I suspect this posting might have been prompted by the recent one of Colin Wright's "The Point of the Banach-Tarski Theorem."[1] Regardless, Colin has also written about the axiom of choice, in "In Defense Of The Axiom Of Choice"[2] and "A Point Against The Axiom Of Choice."[3]
This doesn't make sense. That's not what AoC means. It is a statement that the cartesian product is non-empty if the sets are non-empty.
One might as well say "Well, if I were to lobotomize you, you would not be able to choose". The "choice" here is a term of art. There is no actual "choosing" going on here.
If I recall properly, at the time I was "building maths from the ground up (aka axioms)", I was very uncomfortable with THE axioms: this mixing between discret/finite concepts/objects and infinite concepts/objects was too easy for my taste.
Naming is not a requirement to selecting. I can pick a tool, and even use a tool, without having to name it. Most selection process out there work without relying on any explicit name.
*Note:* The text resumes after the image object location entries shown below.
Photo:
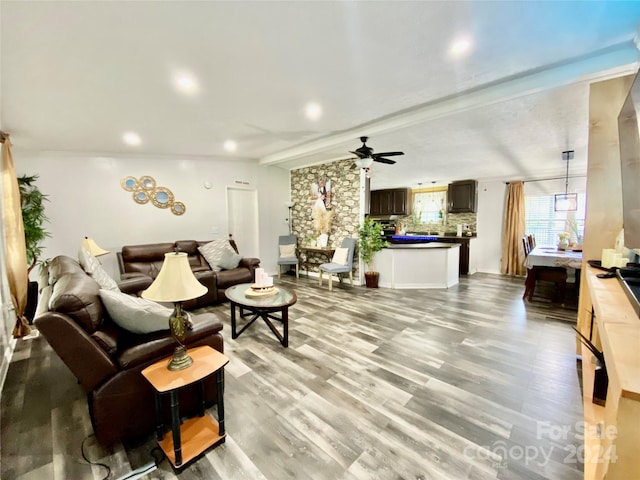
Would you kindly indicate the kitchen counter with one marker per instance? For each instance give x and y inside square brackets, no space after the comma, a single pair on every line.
[418,265]
[467,263]
[421,245]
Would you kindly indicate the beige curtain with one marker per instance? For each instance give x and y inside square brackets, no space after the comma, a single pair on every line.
[512,262]
[15,249]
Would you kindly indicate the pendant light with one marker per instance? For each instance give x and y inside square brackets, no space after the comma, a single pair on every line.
[566,202]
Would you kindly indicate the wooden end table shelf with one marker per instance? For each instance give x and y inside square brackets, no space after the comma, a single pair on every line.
[194,436]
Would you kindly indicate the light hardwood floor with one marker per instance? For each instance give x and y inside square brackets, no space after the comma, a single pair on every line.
[469,382]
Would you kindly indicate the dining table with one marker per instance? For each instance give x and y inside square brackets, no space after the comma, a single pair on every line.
[550,256]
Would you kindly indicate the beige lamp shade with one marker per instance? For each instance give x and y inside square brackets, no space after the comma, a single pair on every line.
[90,245]
[175,282]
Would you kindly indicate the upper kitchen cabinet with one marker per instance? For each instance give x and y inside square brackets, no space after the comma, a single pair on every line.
[462,196]
[393,201]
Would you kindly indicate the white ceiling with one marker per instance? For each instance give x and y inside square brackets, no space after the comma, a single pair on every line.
[76,75]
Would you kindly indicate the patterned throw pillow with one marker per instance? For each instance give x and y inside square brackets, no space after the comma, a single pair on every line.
[288,251]
[135,314]
[213,252]
[340,256]
[92,266]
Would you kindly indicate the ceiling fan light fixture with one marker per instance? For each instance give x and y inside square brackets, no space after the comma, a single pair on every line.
[363,162]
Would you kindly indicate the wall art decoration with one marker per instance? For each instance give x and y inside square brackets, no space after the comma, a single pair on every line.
[145,190]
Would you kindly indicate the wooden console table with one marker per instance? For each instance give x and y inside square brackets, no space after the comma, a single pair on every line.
[194,436]
[305,252]
[614,455]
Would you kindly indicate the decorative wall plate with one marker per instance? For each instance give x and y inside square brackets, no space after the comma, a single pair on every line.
[144,189]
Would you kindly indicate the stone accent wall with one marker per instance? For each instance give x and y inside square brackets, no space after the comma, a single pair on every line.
[345,203]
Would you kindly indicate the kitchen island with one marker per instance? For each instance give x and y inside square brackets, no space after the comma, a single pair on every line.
[418,265]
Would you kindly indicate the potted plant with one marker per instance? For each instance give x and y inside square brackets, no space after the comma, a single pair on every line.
[33,219]
[371,241]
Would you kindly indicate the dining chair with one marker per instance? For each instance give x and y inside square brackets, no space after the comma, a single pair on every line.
[339,266]
[288,252]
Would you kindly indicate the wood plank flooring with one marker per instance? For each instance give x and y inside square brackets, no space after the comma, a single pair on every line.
[470,382]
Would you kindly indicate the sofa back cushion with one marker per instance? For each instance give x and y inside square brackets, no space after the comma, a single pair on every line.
[60,266]
[77,295]
[190,247]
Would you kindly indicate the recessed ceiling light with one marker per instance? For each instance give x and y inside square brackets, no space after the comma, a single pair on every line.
[186,83]
[313,111]
[459,47]
[230,146]
[132,138]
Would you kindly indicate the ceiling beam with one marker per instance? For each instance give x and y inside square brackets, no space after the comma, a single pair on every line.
[614,61]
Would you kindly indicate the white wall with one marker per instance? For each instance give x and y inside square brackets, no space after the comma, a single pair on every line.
[487,248]
[86,199]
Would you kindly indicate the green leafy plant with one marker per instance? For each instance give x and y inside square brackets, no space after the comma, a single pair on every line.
[33,218]
[371,240]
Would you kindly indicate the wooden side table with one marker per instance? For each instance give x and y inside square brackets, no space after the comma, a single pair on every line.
[194,436]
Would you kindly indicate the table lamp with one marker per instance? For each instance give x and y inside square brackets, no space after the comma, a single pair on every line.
[89,244]
[176,283]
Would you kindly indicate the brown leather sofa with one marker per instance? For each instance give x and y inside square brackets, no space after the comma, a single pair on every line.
[140,264]
[107,360]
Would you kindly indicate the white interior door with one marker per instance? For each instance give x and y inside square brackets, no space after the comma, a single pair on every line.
[242,215]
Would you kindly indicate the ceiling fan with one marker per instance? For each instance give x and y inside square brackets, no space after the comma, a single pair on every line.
[365,155]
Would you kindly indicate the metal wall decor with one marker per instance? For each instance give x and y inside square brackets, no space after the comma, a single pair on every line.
[145,190]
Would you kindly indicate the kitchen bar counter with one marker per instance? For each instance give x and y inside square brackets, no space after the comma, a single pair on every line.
[418,265]
[468,263]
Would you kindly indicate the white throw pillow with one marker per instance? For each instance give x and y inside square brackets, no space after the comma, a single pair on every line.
[92,266]
[229,260]
[135,314]
[340,256]
[288,251]
[213,252]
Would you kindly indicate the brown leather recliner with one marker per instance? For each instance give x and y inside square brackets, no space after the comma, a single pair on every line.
[140,264]
[107,360]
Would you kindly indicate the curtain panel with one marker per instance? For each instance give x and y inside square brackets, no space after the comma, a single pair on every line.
[512,262]
[15,247]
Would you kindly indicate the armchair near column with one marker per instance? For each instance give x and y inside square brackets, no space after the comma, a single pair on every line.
[342,262]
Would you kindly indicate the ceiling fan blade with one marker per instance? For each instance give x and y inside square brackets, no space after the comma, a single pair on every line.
[388,154]
[384,160]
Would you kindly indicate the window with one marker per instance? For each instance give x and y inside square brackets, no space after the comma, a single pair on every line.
[546,224]
[429,205]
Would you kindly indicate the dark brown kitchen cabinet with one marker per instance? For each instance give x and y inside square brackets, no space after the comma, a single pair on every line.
[462,196]
[393,201]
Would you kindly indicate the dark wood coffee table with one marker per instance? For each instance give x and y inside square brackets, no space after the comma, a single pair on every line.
[261,307]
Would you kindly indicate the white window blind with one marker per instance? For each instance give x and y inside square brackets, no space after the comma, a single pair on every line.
[546,224]
[429,206]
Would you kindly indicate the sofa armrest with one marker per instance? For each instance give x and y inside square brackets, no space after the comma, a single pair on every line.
[146,348]
[90,364]
[134,285]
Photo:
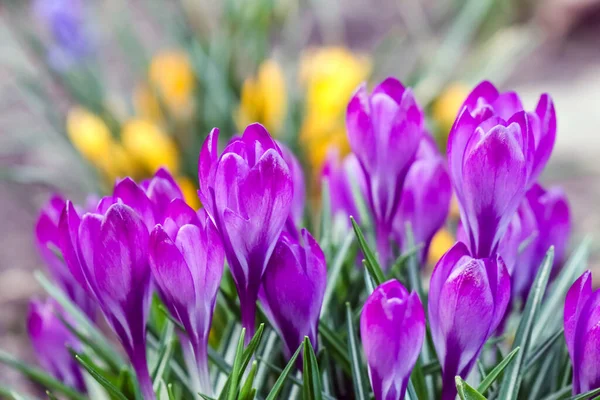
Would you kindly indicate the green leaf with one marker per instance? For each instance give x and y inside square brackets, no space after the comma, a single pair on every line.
[585,396]
[549,318]
[542,349]
[234,379]
[335,345]
[40,377]
[370,260]
[97,375]
[334,272]
[354,353]
[465,391]
[495,373]
[514,375]
[246,391]
[311,388]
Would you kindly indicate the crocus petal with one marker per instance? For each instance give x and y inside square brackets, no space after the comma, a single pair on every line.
[392,327]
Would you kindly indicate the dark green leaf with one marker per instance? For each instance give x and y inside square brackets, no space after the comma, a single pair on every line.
[311,388]
[40,377]
[354,354]
[514,374]
[465,391]
[370,259]
[495,373]
[245,393]
[99,377]
[541,350]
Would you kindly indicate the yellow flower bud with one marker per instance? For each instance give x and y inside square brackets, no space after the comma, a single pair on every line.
[264,98]
[190,192]
[89,134]
[442,242]
[171,75]
[149,145]
[330,76]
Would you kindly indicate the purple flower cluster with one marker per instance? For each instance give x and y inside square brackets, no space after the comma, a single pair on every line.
[495,154]
[144,237]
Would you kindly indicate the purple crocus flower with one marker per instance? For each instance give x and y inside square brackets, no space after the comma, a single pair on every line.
[247,191]
[297,212]
[340,175]
[108,255]
[582,333]
[293,288]
[486,101]
[467,300]
[384,131]
[186,258]
[490,165]
[65,21]
[425,198]
[392,328]
[51,341]
[47,240]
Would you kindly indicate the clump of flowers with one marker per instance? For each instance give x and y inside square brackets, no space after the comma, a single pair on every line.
[228,299]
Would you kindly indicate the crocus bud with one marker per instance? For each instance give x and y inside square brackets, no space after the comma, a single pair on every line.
[485,101]
[186,258]
[293,289]
[392,328]
[51,341]
[247,191]
[384,130]
[108,254]
[297,211]
[467,300]
[425,200]
[47,240]
[490,164]
[581,322]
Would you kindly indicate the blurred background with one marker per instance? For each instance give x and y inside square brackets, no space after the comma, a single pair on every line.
[93,90]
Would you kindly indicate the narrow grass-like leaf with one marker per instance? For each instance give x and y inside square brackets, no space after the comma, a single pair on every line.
[234,379]
[465,391]
[40,376]
[371,261]
[549,318]
[587,395]
[336,347]
[334,272]
[354,354]
[514,372]
[311,388]
[542,349]
[495,373]
[106,384]
[245,393]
In the theory of natural selection for example, specimens are selected without being named.
But even if you have the set of all reals not describable with a finite amount of symbols, I can still imagine what happens e.g. if you multiply all its values by 2, or what the cartesian product of this set with another is like. At least, I can reason sbout that result in a way that's not worse than reasoning about the set itself. Using axiom of choice on it does not make things harder than the set itself already is
Banach-Tarski says:
Take a measurable set.
Split it up into 2 unmeasurable sets.
Recombine them into a set with twice the measure of the original.
OK, you can do that, but you've lost the ability to make any reasonable theorems about measure of measurable sets, unless you add qualifications of the form "this theorem does not apply if you introduce a set of uncountable sets" which. What's the benefit? To get a bunch of "proofs" for things that are only true because of the axiom, and don't model anything else we care about?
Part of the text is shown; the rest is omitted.